Photo: Magnus Hatlebakk

Researchers from CMI travel all around the world doing field work and studies. From time to time, students writing their master’s thesis at CMI will join them. Next week, CMI-student Thor Olav Iversen will go to Nepal together with researcher Magnus Hatlebakk. – Being able to draw on his experience gives me a totally different starting point, says Thor Olav Iversen.

Thor Olav Iversen, a master’ student at Chr. Michelsen Institute (CMI), will spend the next weeks in Tarai, in the south-eastern parts of Nepal. He is writing his master’s thesis on poverty traps and social discrimination at CMI, and is travelling to Nepal to do qualitative interviews and collect survey data among the Dalits in the area.

-The majority of Dalits is extremely poor and worse off than other Nepalese. Yet some of them manage to escape poverty. The collected data will provide insights into the dynamics of social mobility in this part of the population, says Iversen.

He is going to Nepal together with Magnus Hatlebakk, senior researcher at CMI. The student-researcher cooperation is not only reassuring to students heading for their first field work, it also yields potentially important synergies. The data from Thor Olav’s studies will be part of a larger research project on poverty dynamics in Nepal, led by Hatlebakk.

 

A win-win situation

Magnus Hatlebakk has comprehensive field work experience from Nepal. Ever since his first fieldwork in 1997 for his PhD he has been back to Nepal at least once a year. He works closely with researchers from the Tribhuvan University in Kathmandu as well as local research institutes, and has an extensive network in Nepal. These connections and contacts make Thor Olav’s field work easier.

When Thor Olav Iversen leaves Kathmandu and heads for the Nepalese countryside, he will be joined by two researchers from one of the capital’s research institutes. They will be in charge of collecting the survey data. He will also be accompanied by an interpretor.

Everything has been arranged in advance. He can start working the minute he gets off the plane in Kathmandu, and he firmly believes that being able to lean on Magnus’s contacts and to be included in a larger research project gives him a unique opportunity.

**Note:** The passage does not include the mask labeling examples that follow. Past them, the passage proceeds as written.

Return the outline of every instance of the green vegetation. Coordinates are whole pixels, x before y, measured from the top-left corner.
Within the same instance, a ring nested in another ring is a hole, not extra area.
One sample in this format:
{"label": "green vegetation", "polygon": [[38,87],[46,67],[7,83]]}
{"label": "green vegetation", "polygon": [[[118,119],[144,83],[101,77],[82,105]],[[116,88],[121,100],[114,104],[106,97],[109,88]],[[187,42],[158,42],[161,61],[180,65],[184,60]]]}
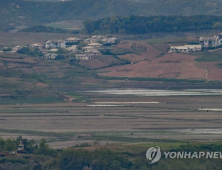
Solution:
{"label": "green vegetation", "polygon": [[22,30],[23,32],[46,32],[46,33],[66,33],[66,30],[53,28],[50,26],[36,25]]}
{"label": "green vegetation", "polygon": [[217,49],[215,51],[205,51],[201,53],[195,53],[196,56],[200,57],[195,59],[195,61],[202,61],[202,62],[207,62],[207,61],[222,61],[222,50]]}
{"label": "green vegetation", "polygon": [[170,43],[184,43],[186,37],[167,37],[167,38],[154,38],[146,40],[148,44],[170,44]]}
{"label": "green vegetation", "polygon": [[[56,2],[3,0],[0,1],[0,11],[2,11],[0,30],[9,31],[17,28],[17,26],[33,26],[49,24],[50,22],[107,16],[222,14],[221,10],[217,8],[222,6],[222,2],[218,0],[212,0],[210,3],[208,0],[202,0],[201,3],[192,0],[155,0],[152,3],[150,2],[137,0],[134,0],[134,2],[128,0],[72,0],[61,3],[59,0]],[[214,29],[218,29],[221,27],[221,22],[216,21],[212,26]],[[176,25],[174,30],[177,29]]]}
{"label": "green vegetation", "polygon": [[[219,16],[129,16],[106,17],[83,22],[87,33],[146,34],[150,32],[183,32],[221,29]],[[217,27],[215,27],[217,24]]]}
{"label": "green vegetation", "polygon": [[19,54],[26,54],[33,57],[41,57],[43,53],[38,48],[29,48],[29,47],[22,47],[17,51]]}
{"label": "green vegetation", "polygon": [[[22,137],[16,140],[0,139],[0,152],[13,151]],[[146,160],[146,150],[151,146],[160,146],[161,151],[182,151],[182,152],[220,152],[221,142],[217,143],[147,143],[133,145],[107,145],[103,149],[88,151],[88,144],[63,150],[51,149],[42,139],[39,144],[34,140],[26,141],[26,155],[11,155],[0,158],[2,167],[13,169],[41,169],[41,170],[82,170],[84,167],[92,170],[220,170],[222,163],[220,159],[166,159],[162,154],[159,162],[149,164]],[[85,149],[86,147],[86,149]],[[108,148],[112,148],[112,151]]]}
{"label": "green vegetation", "polygon": [[132,80],[132,81],[165,81],[165,82],[187,82],[187,83],[204,83],[204,80],[188,80],[188,79],[168,79],[168,78],[146,78],[146,77],[102,77],[106,80]]}

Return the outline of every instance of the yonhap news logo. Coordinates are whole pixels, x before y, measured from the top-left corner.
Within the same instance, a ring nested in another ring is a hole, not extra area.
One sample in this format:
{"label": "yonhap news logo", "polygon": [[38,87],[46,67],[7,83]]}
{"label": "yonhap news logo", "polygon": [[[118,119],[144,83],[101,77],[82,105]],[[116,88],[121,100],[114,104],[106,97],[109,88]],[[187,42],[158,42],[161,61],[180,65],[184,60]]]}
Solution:
{"label": "yonhap news logo", "polygon": [[158,162],[160,158],[161,158],[161,151],[159,146],[151,147],[146,151],[146,159],[148,160],[149,164]]}
{"label": "yonhap news logo", "polygon": [[[222,159],[222,152],[218,151],[200,151],[200,152],[191,152],[191,151],[169,151],[162,152],[163,158],[165,159]],[[146,158],[149,164],[158,162],[162,156],[161,149],[159,146],[150,147],[146,151]]]}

-It is rare for economics students to collect original data, and I sincerely doubt that I would be able to do something like this without the support of a senior researcher. The research project is far too ambitious to embark on for a mere student, he says.

 

Yields knowledge synergies

The student-researcher cooperation is also a unique opportunity to pass on knowledge and practical experience from years of research. For Magnus Hatlebakk, including master’s students in his research projects is a well thought-out decision.

-Working so closely with students enables researchers to pass on ways of thinking about development, and to ask critical questions. Being included in field work provides unique learning opportunities for students, he says.

Thor Olav Iversen is the seventh student going to Nepal with Hatlebakk. Possibly, the data collection and field work could also be the first step towards a career as a researcher.

-Some of the students obtain data that make their thesis truly original, says Hatlebakk.